Image-guided radiotherapy (IGRT) is a new radiotherapy technology that combines the rapid dose fall off associated with intensity-modulated radiotherapy (IMRT) and daily tumor imaging allowing for high precision tumor dose delivery and effective sparing of surrounding normal organs. The new radiation technology requires close collaboration between radiologists, nuclear medicine specialists, and radiation oncologists to avoid marginal miss. Modern diagnostic imaging such as positron emission tomography (PET) scans, positron emission tomography with Computed Tomograpgy (PET-CT), and magnetic resonance imaging (MRI) allows the radiation oncologist to target the positive tumor with high accuracy. As the tumor is well visualized during radiation treatment, the margins required to avoid geographic miss can be safely reduced , thus sparing the normal organs from excessive radiation. When the tumor is located close to critical radiosensitive structures such as the spinal cord, IGRT can deliver a high dose of radiation to the tumor and simultaneously decreasing treatment toxicity, thus potentially improving cure rates and patient quality of life.
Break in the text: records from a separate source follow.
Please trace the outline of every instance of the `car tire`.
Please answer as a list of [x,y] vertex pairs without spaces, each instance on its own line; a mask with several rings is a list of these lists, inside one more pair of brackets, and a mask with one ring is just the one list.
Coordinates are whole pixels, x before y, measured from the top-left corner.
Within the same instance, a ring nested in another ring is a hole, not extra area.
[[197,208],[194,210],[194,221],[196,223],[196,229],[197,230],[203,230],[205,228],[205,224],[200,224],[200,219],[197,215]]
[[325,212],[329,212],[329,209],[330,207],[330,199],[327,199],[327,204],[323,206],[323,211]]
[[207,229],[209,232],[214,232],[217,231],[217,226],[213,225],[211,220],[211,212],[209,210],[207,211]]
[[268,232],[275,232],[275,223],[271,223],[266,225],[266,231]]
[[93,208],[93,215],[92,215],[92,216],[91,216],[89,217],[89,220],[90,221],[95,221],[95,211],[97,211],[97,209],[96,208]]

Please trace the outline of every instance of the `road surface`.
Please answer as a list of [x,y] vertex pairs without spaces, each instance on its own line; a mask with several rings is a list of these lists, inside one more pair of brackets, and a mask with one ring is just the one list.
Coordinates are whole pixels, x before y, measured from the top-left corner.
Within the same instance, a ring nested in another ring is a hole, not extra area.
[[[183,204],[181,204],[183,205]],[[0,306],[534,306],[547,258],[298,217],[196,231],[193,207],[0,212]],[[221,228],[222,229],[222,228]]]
During radiotherapy, tumor shrinkage and changes of normal tissues/volumes can be detected daily with IGRT. The volume changes in the target volumes and organs at risk often lead to increased radiation dose to the normal tissues and if left uncorrected may result in late complications. Adaptive radiotherapy with re-planning during the course of radiotherapy is therefore another advantage of IGRT over the conventional radiotherapy techniques. This new technology of radiotherapy delivery provides the radiation oncologist an effective tool to improve patient quality of life. In the future, radiation dose-escalation to the residual tumor may potentially improve survival rates. Because the treatment complexity, a great deal of work is required from the dosimetry staff and physicists to ensure quality of care. Preliminary clinical results with IGRT are encouraging but more prospective studies should be performed in the future to assess the effectiveness of IGRT in improving patient quality of life and local control. In this Frontiers Research Topic, we encourage submission of original papers and reviews dealing with imaging for radiotherapy planning, the physics and dosimetry associated with IGRT, as well as the clinical outcomes for cancer treatment with IGRT for all tumor sites.